The Academy hasn't held the Oscar ceremonies in the real Hollywood since 1929, when it lasted all of 15 minutes, hardly long enough for a self-respecting celebrity to exit a limo these days.
Whether the shoe will fit or drop remains to be seen.
As is so often the case in this industry town, the devil is in the details.
The $94 million Kodak Theatre, designed for the Oscar ceremonies, is pure nostalgia. It resembles a 1920s movie palace with stacked opera boxes.
"What I like about this space," says singer Barry Manilow, who performed at the theater last December, "is there isn't a bad seat in the house."
Architect David Rockwell says he designed the theater more vertically to keep a close relationship between performers and the
entire house, even the highest seats. "Warmth and intimacy," is the goal, he says.
But that audience bonding may come at the cost of disgruntled Oscar voters.
The Kodak seats a mere 3,300, down from roughly 4,000 at the Shrine Auditorium. The Academy of Motion Picture Arts and Sciences has had to notify its voting membership that many who want tickets will be turned away.

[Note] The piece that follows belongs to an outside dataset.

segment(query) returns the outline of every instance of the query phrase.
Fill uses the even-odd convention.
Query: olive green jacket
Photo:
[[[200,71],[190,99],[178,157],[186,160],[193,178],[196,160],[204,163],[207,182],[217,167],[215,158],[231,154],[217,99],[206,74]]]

The stage is big by theater standards. But the demands of the Oscar telecast the biggest awards show aired on TV with a nearly $16 million budget are much larger. Stage left is small, which means the entire show must load from the right.
"What happens when we need to move one set in and another out?" says Matthew Guzman, acting head carpenter in the new theater. "This may be built for the Oscars, but it's not big enough for them." He points to additional technical weaknesses such as a six-foot loading dock, which will be cramped.

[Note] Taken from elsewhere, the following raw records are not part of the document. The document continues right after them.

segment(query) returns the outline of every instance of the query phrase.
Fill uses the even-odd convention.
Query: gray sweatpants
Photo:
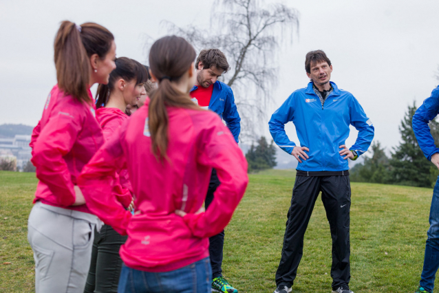
[[[28,221],[28,240],[35,259],[36,293],[83,293],[90,266],[94,215],[37,202]]]

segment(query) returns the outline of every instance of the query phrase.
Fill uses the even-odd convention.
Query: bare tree
[[[264,4],[259,0],[217,0],[208,30],[167,23],[170,32],[185,38],[198,52],[218,48],[226,54],[231,69],[222,81],[233,89],[242,118],[242,141],[260,136],[277,81],[279,45],[292,42],[299,28],[297,10],[281,3]]]

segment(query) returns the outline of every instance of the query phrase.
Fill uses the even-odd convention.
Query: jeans
[[[314,206],[321,191],[332,238],[332,289],[350,281],[350,209],[351,189],[349,175],[297,176],[291,206],[287,215],[281,261],[276,272],[276,285],[291,287],[303,253],[303,237]]]
[[[434,279],[439,268],[439,177],[433,191],[429,221],[430,228],[427,232],[424,268],[419,285],[432,292]]]
[[[103,226],[100,232],[94,232],[90,270],[84,293],[116,293],[122,259],[119,250],[127,241],[111,226]]]
[[[208,257],[171,272],[148,272],[122,267],[119,293],[210,293]]]
[[[215,169],[212,170],[212,175],[211,176],[211,182],[207,189],[207,195],[204,202],[206,209],[208,208],[213,201],[213,193],[220,186],[220,180],[217,176]],[[224,230],[223,230],[216,235],[212,236],[208,239],[209,246],[208,252],[211,256],[211,265],[212,267],[212,279],[222,276],[222,250],[224,246]]]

"We'll find a way to do it," Robertson says.
Size isn't an issue for the ballroom next door, which is nearly as spacious as a football field. Designated to host the post-Oscar Governor's Ball, it is appropriately modeled after an evening gown.
Five thousand yards of imported red and yellow Swiss fabric drape the walls, creating the look of a vivid orange sunset.

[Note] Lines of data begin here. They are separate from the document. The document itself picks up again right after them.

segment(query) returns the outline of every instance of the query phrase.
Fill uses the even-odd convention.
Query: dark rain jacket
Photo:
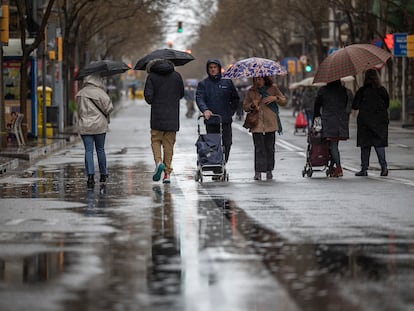
[[[359,110],[357,118],[357,146],[388,146],[387,90],[381,87],[362,86],[355,94],[352,109]]]
[[[341,81],[328,83],[319,89],[315,99],[314,117],[322,119],[322,137],[346,140],[349,138],[347,89]]]
[[[217,59],[209,59],[206,64],[207,74],[208,65],[215,63],[221,71],[221,63]],[[222,79],[221,74],[217,76],[209,75],[197,85],[196,103],[201,112],[210,110],[219,114],[223,123],[231,123],[232,117],[239,104],[239,95],[230,79]],[[210,118],[208,123],[217,123],[218,118]]]
[[[178,132],[180,129],[180,99],[184,96],[181,75],[168,60],[154,60],[147,65],[145,101],[151,105],[151,129]]]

The art-deco carpet echoes a 1920s woman's handbag. Five hundred ounces of pewter leaf cover acoustical panels to allow for noise control within broadcast standards the only known use of this technique in North America, architect Diana Wong says.
"It's four times the weight of gold leaf," she adds. The ballroom also sports a wraparound outdoor balcony with some of the best views of Hollywood.
But while all this cruise-ship luxury is quite elegant, the ballroom's crowning glory is actually the ceiling.
It is a technician's dream, raised to provide a high ceiling 800 feet above catwalks to support lighting, loudspeakers, and special-effects equipment.
One observer at a ballroom preview was heard saying, "Looks like just another big ballroom to me, but no question, that ceiling is one of a kind."
Does any of this mean Oscar might be getting cold feet about its new home?
"We have a 20-year contract," Robertson says. But it has plenty of "out" clauses, says AMPAS spokesman John Pavlik. In the first few years, there are a number of "triggering items," which would allow AMPAS to leave.
"People in the retail center have to maintain their quality, the economic vitality has to stay put," Mr. Pavlik says.
But they don't need a reason for long.
"After five to seven years," he says, if the shoe doesn't fit, it's easy for Oscar to walk away.
The gold-plated Oscar award was simply called the statuette until 1931, when Academy librarian Margaret Herrick said the male figure "looks like my Uncle Oscar!" The name stuck. Designed by Cedric Gibbons, the figure holds a sword and stands on a reel of film.
The Academy of Motion Picture Arts and Sciences, founded in May 1927, introduced the awards program to improve the negative image of the film industry.
"Wings" was the first Best Picture Oscar winner in 1928.
r "All About Eve" (1950) and "Titanic" (1997) received the greatest number of Oscar nominations ever: 14.
"Ben Hur" (1959) and "Titanic" have won the most awards: 11 each.
China has the most movie theaters in the world: 65,000. The US has the second greatest number at 37,185.
Judy Garland's ruby slippers ("The Wizard of Oz") are the most expensive film memorabilia ever sold at auction: $666,000 in 2000.